# Tour De Bronx on 10/26



## chriscc63 (Mar 9, 2011)

*Tour De Bronx on 10/26/14*

I have done this ride a few times and its a hoot and afterwards you can go to Author Ave for some great food. Or, you can go to City Island for all the fried shrimp and fish you want. Now that we have two new breweries in the area well, that's reason enough to swing by after the ride.

I did the tour De Brooklyn, Staten Island, Queens, Yonkers and this one seems to have the largest turn out, but not the greatest food. 

Here is a clip of this years ride:
2014 Tour De Bronx - YouTube

Here is a clip of previous years ride s
Tour De Bronx Bike Tour 2013/10/13 - YouTube
and
Tour De Bronx 2011 Bike Tour - YouTube


----------



## gardenstatementnj (Mar 18, 2014)

i just registered for this. Ive done the other tours (staten island/brooklyn/5bbt) but not the Bronx. How is the terrain? Im considering doing this on a folder, wondering if i should do the 25 or 40, or take my full carbon bike out for the 40. are there rest stops? are they fully stocked?


----------



## chriscc63 (Mar 9, 2011)

I never understood the point of a folding bike except if you were a world travler and it was just for local transportation.

For a REAL ride use your road bike and enjoy the 40miles. Starts near Yankee stadium are,a its stocked ok at 2 o 3 rest stops. One at Orchard beach and another at Van Cortland park. The food was not great in years past. Water, nature valley granola bars, oranges, bananas, that's all I can remember. 

Terrain is mostly flat first 3/4 and then a few steep but very short hills, but these are not so challenging inclines.
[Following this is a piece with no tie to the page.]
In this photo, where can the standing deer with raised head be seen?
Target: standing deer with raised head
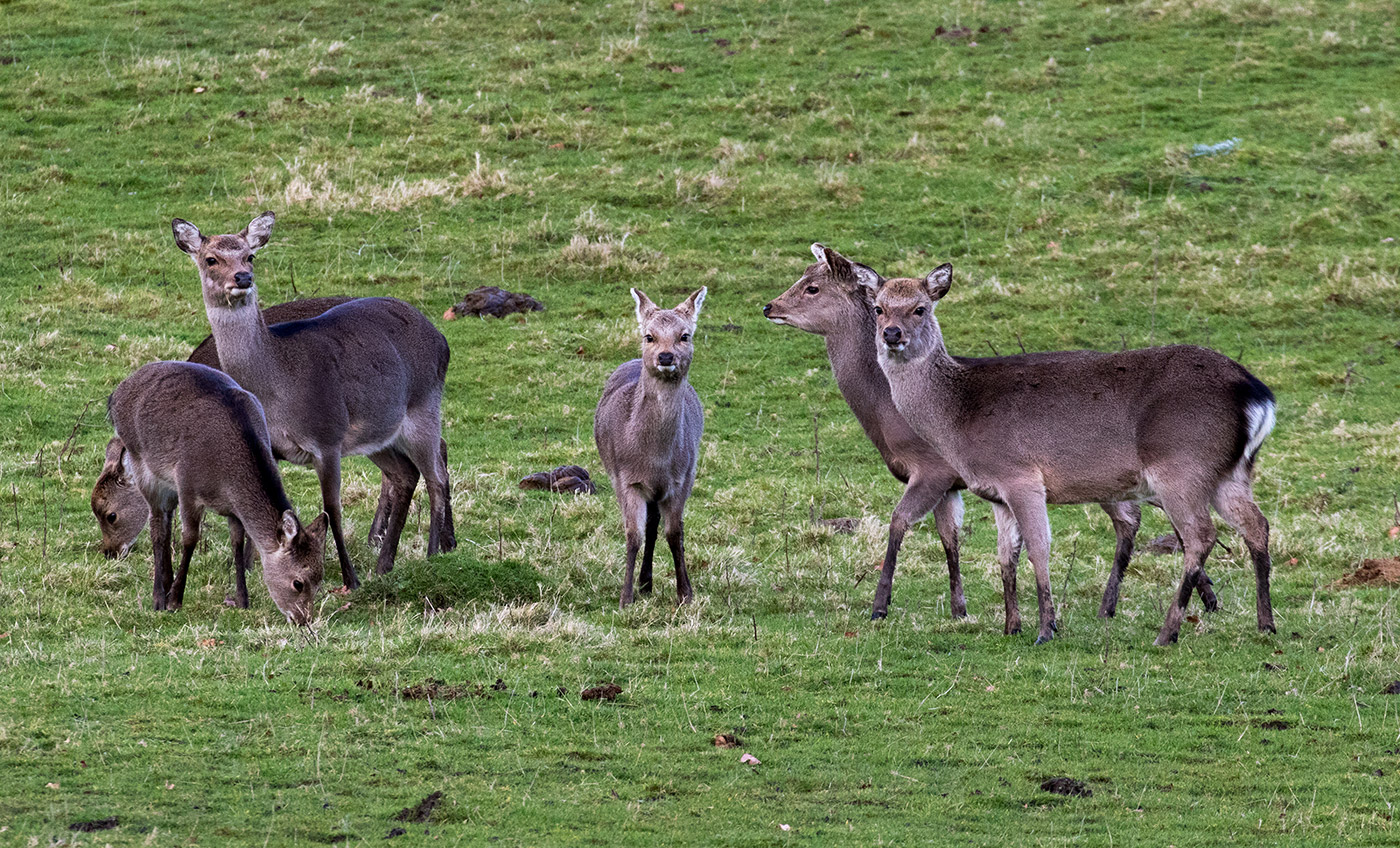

Not like the Tour De Yonkers is. The inclines to note here are at the Cemetery and in Riverdale just after the VC Park rest stop. The ride ends at The Botanical garden with lousy dominos pizza and not so great band that should have been a jazz band an a great lawn to lay on.

Just like the other rides, they do not close the streets for this but there was a lead vehicle in rides past. So, stay with the pack and don't be road kill.


----------



## gardenstatementnj (Mar 18, 2014)

i use my folder for both travel purposes and for commuting purposes. The most ive done on my folder was a leisure 20 miles. I have a Dahon Speed Pro and really wanted to put it through its paces on a tour.


----------